Suspected PA on prenatal imaging allows planned management of the condition and has been associated with a reduced rate of maternal morbidity.
Ultrasound imaging is superior to MRI for routine screening of PA in at-risk women, but the degree of invasion to adjacent pelvic tissues and organs may be better ascertained with MRI.
The optimum time for planned delivery for a woman with suspected PA and placenta previa is approximately 34 weeks, following a course of corticosteroid injections.
When a PA is suspected, it is best to avoid disturbing the placenta and to leave it attached at the time of cesarean delivery.
The role of interventional radiology at the time of primary caesarean delivery and hysterectomy remains uncertain.
A pregnancy following a previous PA that was treated with conservative management is at increased risk for adverse maternal outcomes such as recurrent PA, uterine rupture, PPH, and peripartum hysterectomy.
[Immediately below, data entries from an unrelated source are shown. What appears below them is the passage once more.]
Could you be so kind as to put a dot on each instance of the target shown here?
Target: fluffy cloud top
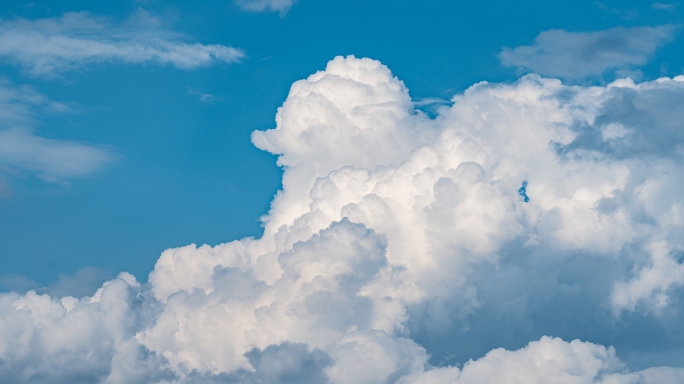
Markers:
(46, 47)
(400, 250)
(577, 55)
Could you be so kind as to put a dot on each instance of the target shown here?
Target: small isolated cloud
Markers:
(51, 159)
(578, 55)
(22, 150)
(265, 5)
(46, 47)
(664, 6)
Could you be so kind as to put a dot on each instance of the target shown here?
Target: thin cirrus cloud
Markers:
(47, 47)
(281, 6)
(401, 250)
(22, 150)
(578, 55)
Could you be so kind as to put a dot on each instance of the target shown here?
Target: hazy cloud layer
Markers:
(46, 47)
(577, 55)
(472, 247)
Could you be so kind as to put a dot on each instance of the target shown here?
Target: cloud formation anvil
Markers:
(399, 238)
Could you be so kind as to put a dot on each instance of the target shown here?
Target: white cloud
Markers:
(577, 55)
(51, 159)
(22, 150)
(46, 47)
(265, 5)
(398, 238)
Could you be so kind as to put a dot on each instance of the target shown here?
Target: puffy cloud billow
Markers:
(531, 232)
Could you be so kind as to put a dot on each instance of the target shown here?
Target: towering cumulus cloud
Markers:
(530, 233)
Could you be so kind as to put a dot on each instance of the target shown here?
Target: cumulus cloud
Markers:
(265, 5)
(578, 55)
(402, 250)
(46, 47)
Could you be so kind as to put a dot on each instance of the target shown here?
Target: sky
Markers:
(275, 191)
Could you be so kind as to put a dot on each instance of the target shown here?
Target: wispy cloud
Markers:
(22, 150)
(578, 55)
(46, 47)
(664, 6)
(51, 159)
(265, 5)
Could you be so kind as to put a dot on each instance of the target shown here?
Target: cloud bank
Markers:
(47, 47)
(402, 250)
(577, 55)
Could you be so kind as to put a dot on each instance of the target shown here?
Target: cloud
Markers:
(408, 248)
(578, 55)
(51, 159)
(47, 47)
(664, 6)
(22, 150)
(265, 5)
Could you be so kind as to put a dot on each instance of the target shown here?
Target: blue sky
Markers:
(348, 203)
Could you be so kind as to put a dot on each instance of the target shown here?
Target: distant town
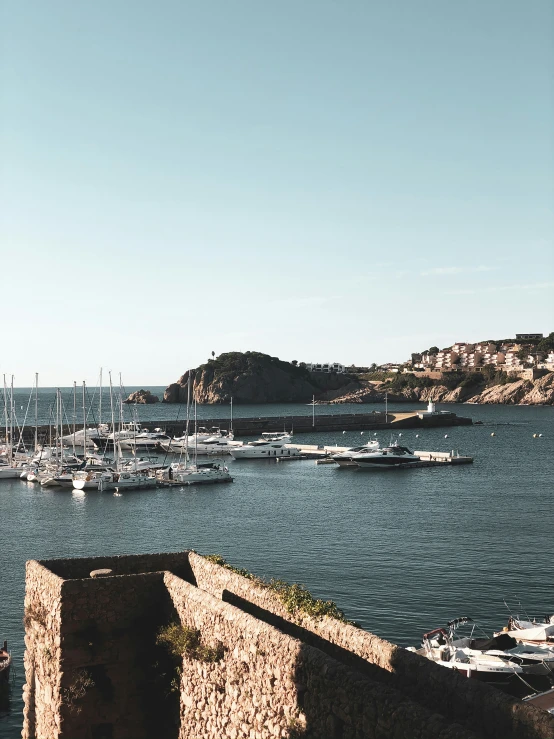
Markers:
(526, 351)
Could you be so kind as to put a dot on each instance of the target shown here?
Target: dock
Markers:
(427, 459)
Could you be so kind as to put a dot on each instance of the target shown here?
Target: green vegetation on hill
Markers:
(240, 363)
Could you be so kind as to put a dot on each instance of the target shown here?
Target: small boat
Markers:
(386, 458)
(348, 458)
(530, 632)
(270, 445)
(146, 441)
(182, 443)
(200, 473)
(5, 663)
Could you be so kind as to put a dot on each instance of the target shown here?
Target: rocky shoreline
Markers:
(255, 378)
(521, 392)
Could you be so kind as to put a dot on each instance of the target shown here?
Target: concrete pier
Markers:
(373, 421)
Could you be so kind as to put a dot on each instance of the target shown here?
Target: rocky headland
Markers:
(252, 377)
(142, 396)
(508, 391)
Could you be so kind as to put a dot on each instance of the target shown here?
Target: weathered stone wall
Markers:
(94, 671)
(480, 707)
(269, 684)
(41, 692)
(108, 628)
(129, 564)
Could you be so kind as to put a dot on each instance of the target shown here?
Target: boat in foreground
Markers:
(5, 663)
(500, 660)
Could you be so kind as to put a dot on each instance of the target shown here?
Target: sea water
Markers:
(401, 552)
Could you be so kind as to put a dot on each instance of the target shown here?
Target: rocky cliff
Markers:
(142, 396)
(252, 377)
(519, 392)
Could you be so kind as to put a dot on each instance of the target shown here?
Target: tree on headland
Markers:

The term placenta increta is used to describe deep myometrial invasion by trophoblast villi; placenta percreta refers to villi perforating through the full thickness of the myometrium and uterine serosa with possible involvement of adjacent organs. The difference between placenta accreta, increta, and percreta is related to the extent of invasion, and the umbrella term disorders of invasive placentation is used to encompass all three ( Fig. 21.1 ).
When placenta accreta (PA) is present, the failure of the entire placenta to separate normally from the uterine wall after delivery is typically accompanied by severe postpartum hemorrhage.
Total or partial absence of decidua is the characteristic histologic feature of PA and is relatively clear-cut in cases of implantation on a uterine scar. This results in the absence of the normal plane of cleavage above the decidua basalis, thus preventing placental separation after delivery.